Step-by-step explanation:
In 1933, the Nazis initially built concentration camps to house political dissenters. The first of these camps, Dachau, was established shortly after Hitler became chancellor and was aimed at detaining those who opposed the Nazi regime. Over time, the scope of who was sent to concentration camps expanded to include Jewish people, Roma (gypsies), homosexuals, Jehovah's Witnesses, and other minority groups deemed undesirable by the state.
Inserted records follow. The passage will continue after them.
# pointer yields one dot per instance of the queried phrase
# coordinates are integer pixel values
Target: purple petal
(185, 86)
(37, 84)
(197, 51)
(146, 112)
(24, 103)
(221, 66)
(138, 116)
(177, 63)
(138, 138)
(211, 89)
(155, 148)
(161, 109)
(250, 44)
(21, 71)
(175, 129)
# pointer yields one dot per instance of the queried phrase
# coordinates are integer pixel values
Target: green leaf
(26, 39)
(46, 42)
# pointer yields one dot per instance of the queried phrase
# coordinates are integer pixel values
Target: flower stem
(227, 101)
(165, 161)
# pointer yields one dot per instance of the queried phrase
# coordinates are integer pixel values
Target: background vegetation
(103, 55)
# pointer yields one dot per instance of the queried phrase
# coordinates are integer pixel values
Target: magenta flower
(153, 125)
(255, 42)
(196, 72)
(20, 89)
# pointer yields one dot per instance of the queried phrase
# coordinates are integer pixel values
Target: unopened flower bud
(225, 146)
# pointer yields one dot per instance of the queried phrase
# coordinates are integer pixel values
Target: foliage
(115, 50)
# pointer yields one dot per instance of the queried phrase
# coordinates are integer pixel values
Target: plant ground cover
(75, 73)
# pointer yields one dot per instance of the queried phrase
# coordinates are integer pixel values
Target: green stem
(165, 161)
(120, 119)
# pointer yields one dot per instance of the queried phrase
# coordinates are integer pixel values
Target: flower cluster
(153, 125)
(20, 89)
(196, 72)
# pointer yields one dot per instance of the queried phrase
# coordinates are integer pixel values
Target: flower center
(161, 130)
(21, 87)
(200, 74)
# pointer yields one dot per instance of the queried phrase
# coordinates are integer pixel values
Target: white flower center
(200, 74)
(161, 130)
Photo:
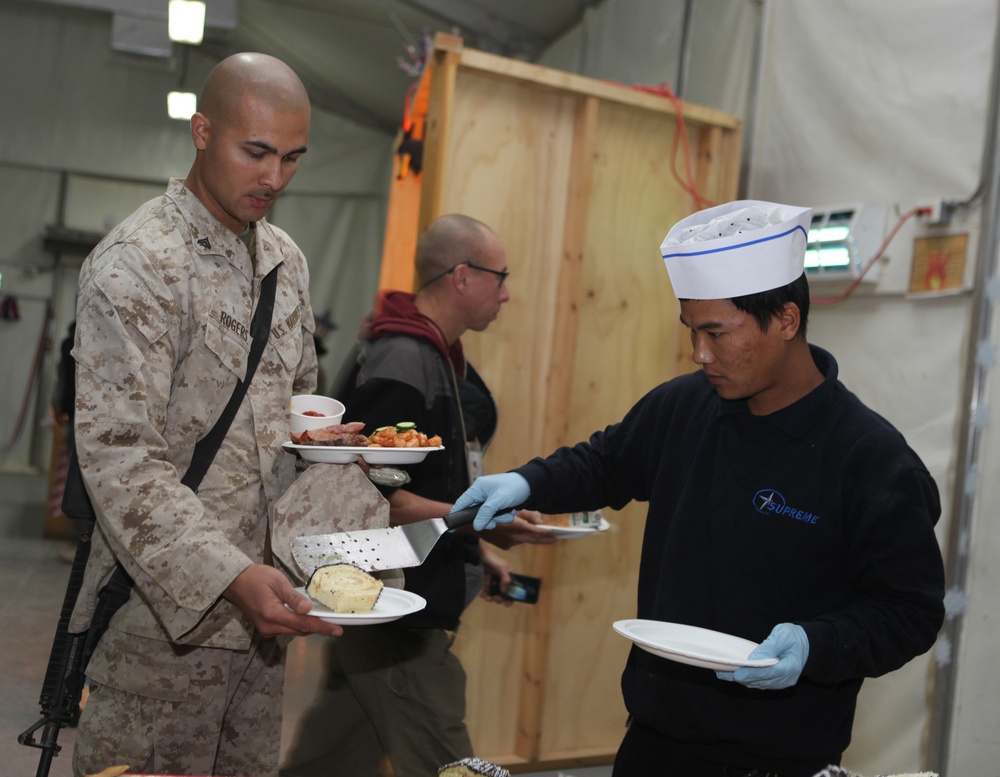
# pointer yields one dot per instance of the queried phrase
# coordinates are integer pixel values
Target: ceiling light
(181, 105)
(186, 21)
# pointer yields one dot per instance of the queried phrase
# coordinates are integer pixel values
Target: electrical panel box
(842, 241)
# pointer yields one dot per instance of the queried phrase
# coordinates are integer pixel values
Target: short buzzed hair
(449, 240)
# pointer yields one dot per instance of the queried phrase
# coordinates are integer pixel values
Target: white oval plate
(396, 455)
(691, 644)
(345, 454)
(392, 604)
(575, 532)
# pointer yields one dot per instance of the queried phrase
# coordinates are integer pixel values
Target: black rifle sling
(206, 448)
(116, 591)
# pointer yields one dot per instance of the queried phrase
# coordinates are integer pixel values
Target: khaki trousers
(388, 691)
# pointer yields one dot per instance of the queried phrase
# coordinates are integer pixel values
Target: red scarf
(396, 313)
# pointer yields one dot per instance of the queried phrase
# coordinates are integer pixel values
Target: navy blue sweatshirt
(818, 514)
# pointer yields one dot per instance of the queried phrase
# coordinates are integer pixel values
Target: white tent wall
(881, 104)
(85, 140)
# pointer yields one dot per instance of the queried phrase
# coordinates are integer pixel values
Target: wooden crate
(577, 177)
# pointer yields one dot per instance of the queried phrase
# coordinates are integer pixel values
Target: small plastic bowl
(331, 412)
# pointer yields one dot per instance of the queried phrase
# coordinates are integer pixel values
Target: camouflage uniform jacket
(163, 320)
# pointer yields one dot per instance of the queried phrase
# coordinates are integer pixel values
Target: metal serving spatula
(375, 549)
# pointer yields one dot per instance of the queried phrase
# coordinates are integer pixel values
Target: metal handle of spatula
(461, 517)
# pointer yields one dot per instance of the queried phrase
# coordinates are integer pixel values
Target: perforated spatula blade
(376, 549)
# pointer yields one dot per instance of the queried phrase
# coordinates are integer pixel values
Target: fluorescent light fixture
(181, 105)
(186, 21)
(842, 240)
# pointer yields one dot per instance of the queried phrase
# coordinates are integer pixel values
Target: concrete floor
(32, 587)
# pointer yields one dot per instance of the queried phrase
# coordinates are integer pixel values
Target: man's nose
(701, 353)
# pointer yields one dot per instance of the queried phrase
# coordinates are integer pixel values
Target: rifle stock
(65, 676)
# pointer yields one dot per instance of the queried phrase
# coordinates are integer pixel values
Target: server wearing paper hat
(781, 511)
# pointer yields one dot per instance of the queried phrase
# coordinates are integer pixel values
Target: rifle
(65, 675)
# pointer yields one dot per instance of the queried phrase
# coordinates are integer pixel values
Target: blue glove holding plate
(499, 495)
(790, 645)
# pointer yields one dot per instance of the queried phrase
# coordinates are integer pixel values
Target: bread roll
(344, 588)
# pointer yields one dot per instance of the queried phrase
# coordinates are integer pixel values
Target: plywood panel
(577, 177)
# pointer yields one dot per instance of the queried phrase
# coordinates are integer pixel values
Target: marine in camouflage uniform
(182, 681)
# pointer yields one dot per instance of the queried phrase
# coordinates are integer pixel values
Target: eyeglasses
(501, 274)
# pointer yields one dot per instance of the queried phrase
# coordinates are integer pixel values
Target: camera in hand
(522, 588)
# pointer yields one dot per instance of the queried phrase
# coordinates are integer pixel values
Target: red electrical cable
(664, 90)
(870, 263)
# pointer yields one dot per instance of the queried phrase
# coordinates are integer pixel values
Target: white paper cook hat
(739, 248)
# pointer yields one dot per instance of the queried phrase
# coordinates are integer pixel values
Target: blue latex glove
(789, 644)
(498, 494)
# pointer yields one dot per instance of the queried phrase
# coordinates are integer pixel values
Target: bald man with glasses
(397, 690)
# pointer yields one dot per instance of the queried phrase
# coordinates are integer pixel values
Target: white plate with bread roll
(392, 604)
(691, 645)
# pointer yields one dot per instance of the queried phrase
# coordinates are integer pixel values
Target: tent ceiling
(352, 54)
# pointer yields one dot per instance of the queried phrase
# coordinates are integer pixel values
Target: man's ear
(200, 130)
(789, 321)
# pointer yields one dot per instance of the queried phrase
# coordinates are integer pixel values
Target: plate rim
(710, 662)
(415, 603)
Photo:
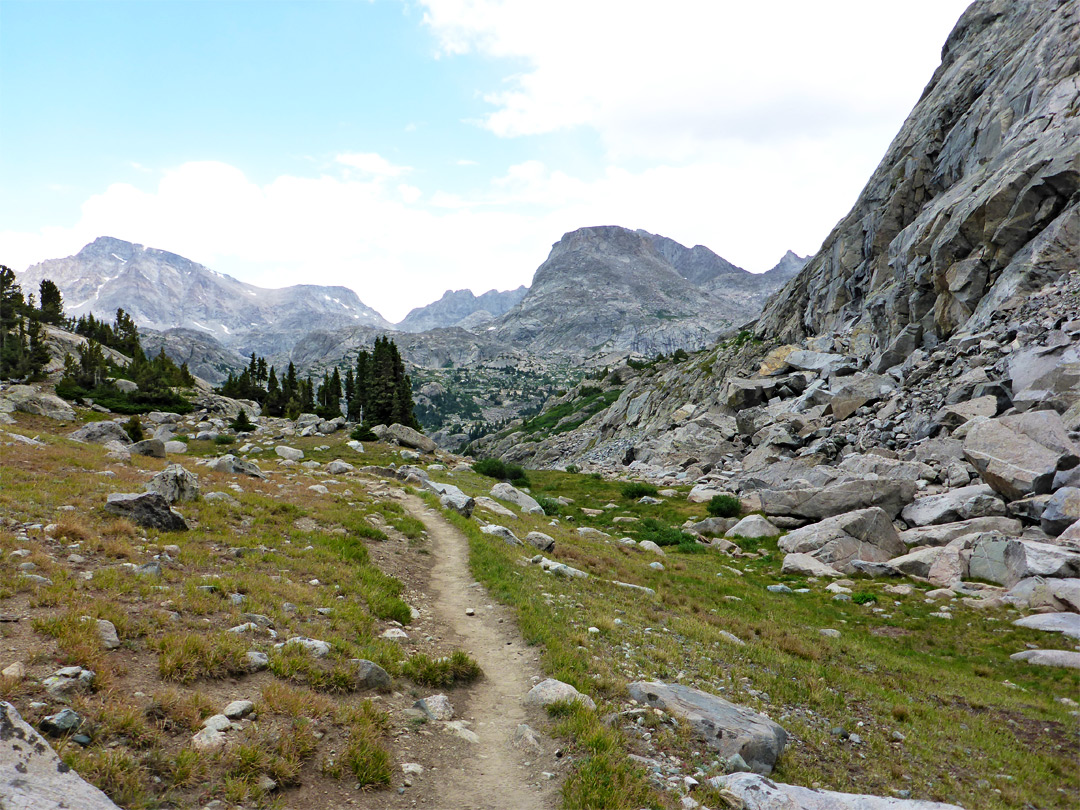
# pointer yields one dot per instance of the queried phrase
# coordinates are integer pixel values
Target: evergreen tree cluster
(89, 377)
(23, 353)
(375, 391)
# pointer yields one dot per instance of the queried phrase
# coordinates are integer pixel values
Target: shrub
(636, 489)
(134, 429)
(724, 505)
(441, 672)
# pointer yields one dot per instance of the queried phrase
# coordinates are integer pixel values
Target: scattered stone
(727, 728)
(34, 778)
(550, 691)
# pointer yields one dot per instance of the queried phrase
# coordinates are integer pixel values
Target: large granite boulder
(507, 493)
(727, 728)
(407, 437)
(175, 484)
(1018, 456)
(867, 535)
(959, 504)
(29, 400)
(230, 463)
(32, 775)
(146, 509)
(757, 793)
(815, 502)
(100, 433)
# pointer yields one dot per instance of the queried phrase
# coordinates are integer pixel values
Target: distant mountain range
(602, 292)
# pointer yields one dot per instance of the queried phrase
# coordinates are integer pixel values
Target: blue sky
(404, 148)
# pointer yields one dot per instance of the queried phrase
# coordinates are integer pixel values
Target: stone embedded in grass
(107, 632)
(551, 691)
(724, 726)
(175, 484)
(435, 707)
(501, 531)
(146, 509)
(541, 541)
(239, 709)
(314, 646)
(1069, 659)
(255, 661)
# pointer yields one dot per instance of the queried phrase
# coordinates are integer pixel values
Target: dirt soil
(491, 773)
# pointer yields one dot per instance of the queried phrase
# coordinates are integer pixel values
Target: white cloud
(684, 79)
(372, 163)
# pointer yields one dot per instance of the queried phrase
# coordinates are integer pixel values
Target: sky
(407, 147)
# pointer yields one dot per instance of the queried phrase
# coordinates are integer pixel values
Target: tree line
(376, 390)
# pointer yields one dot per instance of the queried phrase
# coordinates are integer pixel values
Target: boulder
(728, 728)
(1065, 623)
(230, 463)
(955, 505)
(1030, 558)
(753, 527)
(493, 505)
(942, 534)
(151, 447)
(99, 433)
(507, 493)
(866, 534)
(32, 775)
(1062, 511)
(806, 565)
(146, 509)
(756, 793)
(175, 484)
(501, 531)
(1068, 659)
(1013, 462)
(29, 400)
(459, 502)
(551, 691)
(916, 563)
(408, 437)
(369, 675)
(817, 502)
(541, 541)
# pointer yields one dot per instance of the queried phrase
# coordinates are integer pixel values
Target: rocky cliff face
(162, 291)
(974, 204)
(460, 308)
(610, 291)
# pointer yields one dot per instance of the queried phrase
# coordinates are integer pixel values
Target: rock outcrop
(973, 206)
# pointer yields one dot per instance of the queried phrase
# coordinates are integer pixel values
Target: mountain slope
(456, 306)
(974, 204)
(162, 291)
(608, 291)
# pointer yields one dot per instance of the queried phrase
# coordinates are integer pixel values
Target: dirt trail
(491, 774)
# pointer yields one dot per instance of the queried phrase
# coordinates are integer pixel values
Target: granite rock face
(974, 204)
(32, 775)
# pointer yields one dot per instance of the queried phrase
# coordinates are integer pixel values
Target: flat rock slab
(1068, 659)
(728, 728)
(1067, 623)
(34, 778)
(758, 793)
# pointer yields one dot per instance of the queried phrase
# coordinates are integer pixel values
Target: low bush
(724, 505)
(636, 489)
(494, 468)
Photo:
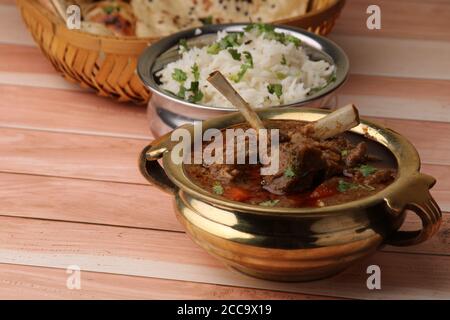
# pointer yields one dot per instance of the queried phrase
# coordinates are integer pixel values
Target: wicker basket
(108, 64)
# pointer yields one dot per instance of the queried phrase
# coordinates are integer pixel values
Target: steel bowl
(166, 111)
(298, 244)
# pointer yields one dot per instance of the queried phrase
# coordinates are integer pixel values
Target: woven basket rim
(57, 22)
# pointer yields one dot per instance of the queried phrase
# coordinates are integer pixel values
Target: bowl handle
(152, 170)
(423, 205)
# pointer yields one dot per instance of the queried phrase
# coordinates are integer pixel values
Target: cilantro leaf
(182, 92)
(367, 170)
(206, 20)
(238, 77)
(289, 173)
(296, 41)
(197, 95)
(275, 88)
(183, 45)
(179, 75)
(217, 188)
(281, 75)
(108, 9)
(235, 54)
(195, 72)
(213, 49)
(248, 58)
(269, 203)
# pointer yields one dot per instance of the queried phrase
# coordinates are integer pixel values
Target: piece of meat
(299, 162)
(356, 155)
(224, 173)
(380, 176)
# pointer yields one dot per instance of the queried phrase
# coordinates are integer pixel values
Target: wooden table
(71, 193)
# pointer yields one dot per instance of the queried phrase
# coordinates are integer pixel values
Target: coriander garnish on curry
(312, 173)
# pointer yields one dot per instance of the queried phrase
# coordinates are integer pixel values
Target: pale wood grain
(173, 256)
(67, 111)
(138, 206)
(70, 155)
(12, 29)
(387, 56)
(19, 58)
(26, 282)
(415, 19)
(89, 156)
(142, 206)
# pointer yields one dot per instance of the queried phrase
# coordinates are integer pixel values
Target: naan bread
(156, 18)
(163, 17)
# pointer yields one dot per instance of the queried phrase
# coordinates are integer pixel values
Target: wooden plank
(8, 2)
(386, 56)
(86, 156)
(142, 206)
(168, 255)
(97, 202)
(26, 282)
(413, 19)
(17, 58)
(70, 155)
(67, 111)
(12, 29)
(401, 98)
(425, 90)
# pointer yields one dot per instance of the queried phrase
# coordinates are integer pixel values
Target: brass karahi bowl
(298, 244)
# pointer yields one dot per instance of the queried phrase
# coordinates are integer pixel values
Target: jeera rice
(266, 67)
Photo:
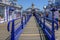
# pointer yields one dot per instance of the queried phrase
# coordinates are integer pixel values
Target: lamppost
(44, 15)
(59, 19)
(53, 10)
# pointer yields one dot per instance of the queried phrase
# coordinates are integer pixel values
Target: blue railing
(16, 32)
(49, 33)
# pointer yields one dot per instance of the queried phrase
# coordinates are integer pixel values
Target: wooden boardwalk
(31, 31)
(4, 34)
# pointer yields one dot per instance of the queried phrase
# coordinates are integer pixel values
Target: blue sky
(38, 3)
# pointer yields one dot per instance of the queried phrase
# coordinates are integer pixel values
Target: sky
(38, 3)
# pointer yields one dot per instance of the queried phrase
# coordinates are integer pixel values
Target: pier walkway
(32, 31)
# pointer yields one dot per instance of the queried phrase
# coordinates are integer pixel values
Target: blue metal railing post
(25, 19)
(12, 32)
(22, 22)
(44, 22)
(53, 34)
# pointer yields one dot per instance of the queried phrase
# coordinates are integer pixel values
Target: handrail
(15, 32)
(49, 33)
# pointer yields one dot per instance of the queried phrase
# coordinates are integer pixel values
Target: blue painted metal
(50, 34)
(15, 32)
(12, 32)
By 1945, the Nazis had established over 1000 such camps, some of which evolved into death camps where millions were murdered.
The persecution of Jewish people under Nazi rule began with laws like those enacted on April 7, 1933, which excluded them from public service and escalated to the Nuremberg Laws of 1935, leading to their eventual incarceration and murder in vast numbers. In addition to political prisoners, concentration camps later also housed a wide variety of groups that the Nazis considered enemies or inferior, subjected them to forced labor, and executed many. Sites like Auschwitz became synonymous with the horrors of the Holocaust, serving both as labor camps and as sites of mass extermination.